On Sat, 03 Aug 2013 22:29:57 +0200, David Gerard <dgerard(a)gmail.com> wrote:
On 3 August 2013 21:25, Bartosz Dziewoński
<matma.rex(a)gmail.com> wrote:
On Sat, 03 Aug 2013 22:13:34 +0200, David Gerard
<dgerard(a)gmail.com> wrote:
> I would actually be interested to know if new
Javascript, new
> functionality, things like the VE, etc. are routinely tested on slow
> connections. Is there anything like this in place?
I very much doubt it; however, thanks to
ResourceLoader, the bandwidth is
very rarely the bottleneck or even noticeable.
I would strongly suggest you not declare it not noticeable until
you've tried it.
I do my day-to-day browsing on a connection probably considered slow by American
standards, 1 mbps down on a good day. Surely it's no 26 kbps, but still at the bottom
end of the spectrum. I am the last person you could accuse of catering only to audiences
which happen to live in high-tech areas, both in terms of loading speed and general
resource-intensiveness, as the laptop I am using for browsing and development has already
been considered mid-end in 2006 when it was released.
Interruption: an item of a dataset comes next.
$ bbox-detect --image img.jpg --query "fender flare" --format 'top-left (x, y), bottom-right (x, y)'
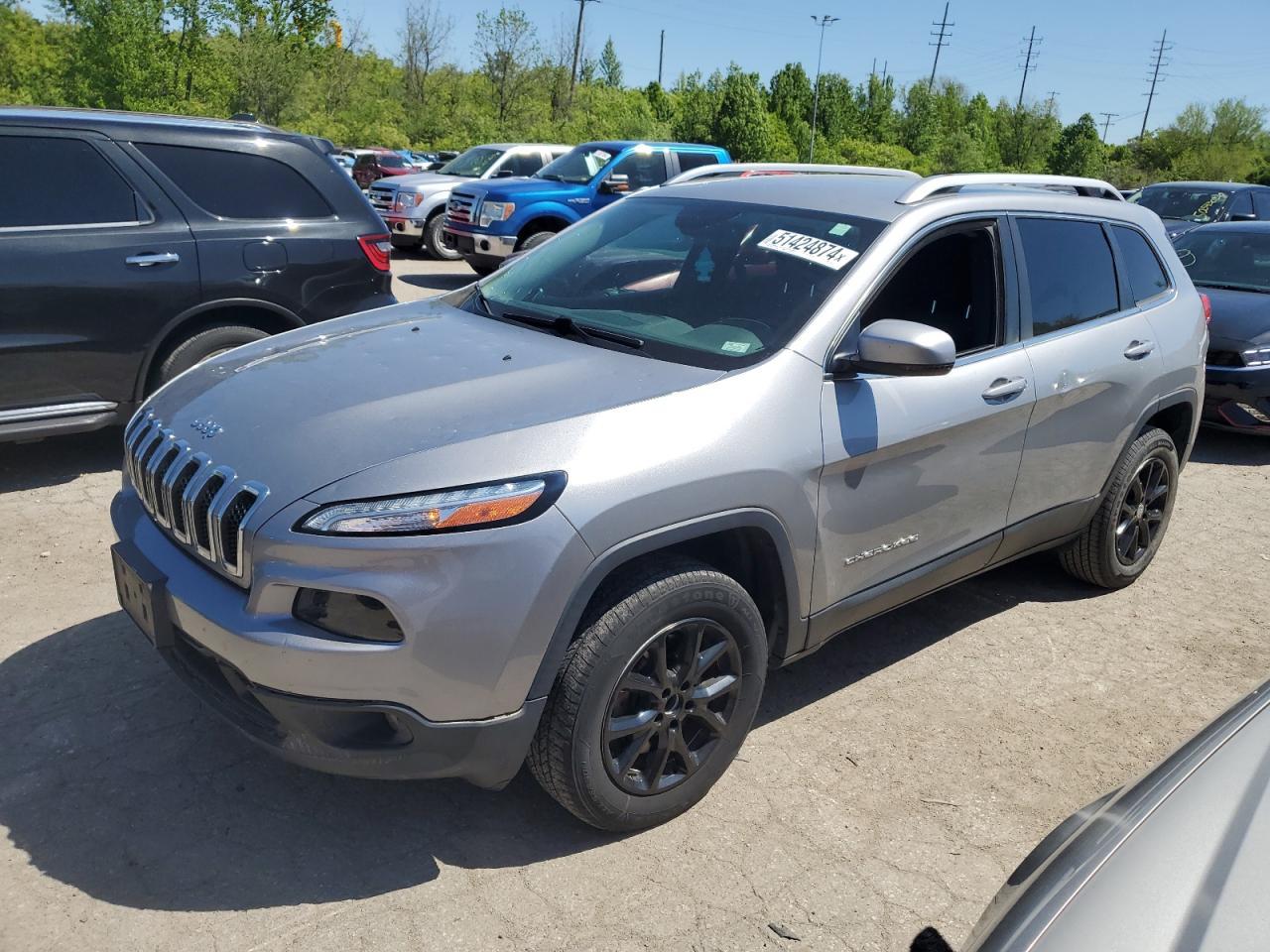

As I said in the part of my message you left out, the actual download slowness is rarely
caused by either core MediaWiki scripts or extensions' ones, which go through
ResourceLoader; the culprit is local wiki customizations. All RL-loaded scripts are loaded
together in just a few requests to the server, minified and gzipped, with any graphics
embedded in the same requests as well; however, each non-RL-compatible script is loaded in
it's own separate HTTP request without minification, and each image it uses is one
more request. These add up very quickly.
Try sometimes comparing the English Wikipedia to a vanilla MediaWiki; or try loading
Special:Preferences and compare the loading speed to regular browsing (all custom scripts
are disabled there, I think in order to make it harder to completely break your account by
enabling broken gadgets). Anonymous users don't have it too bad, still, but any
power-user with dozens of gadgets enabled can feel a world of difference.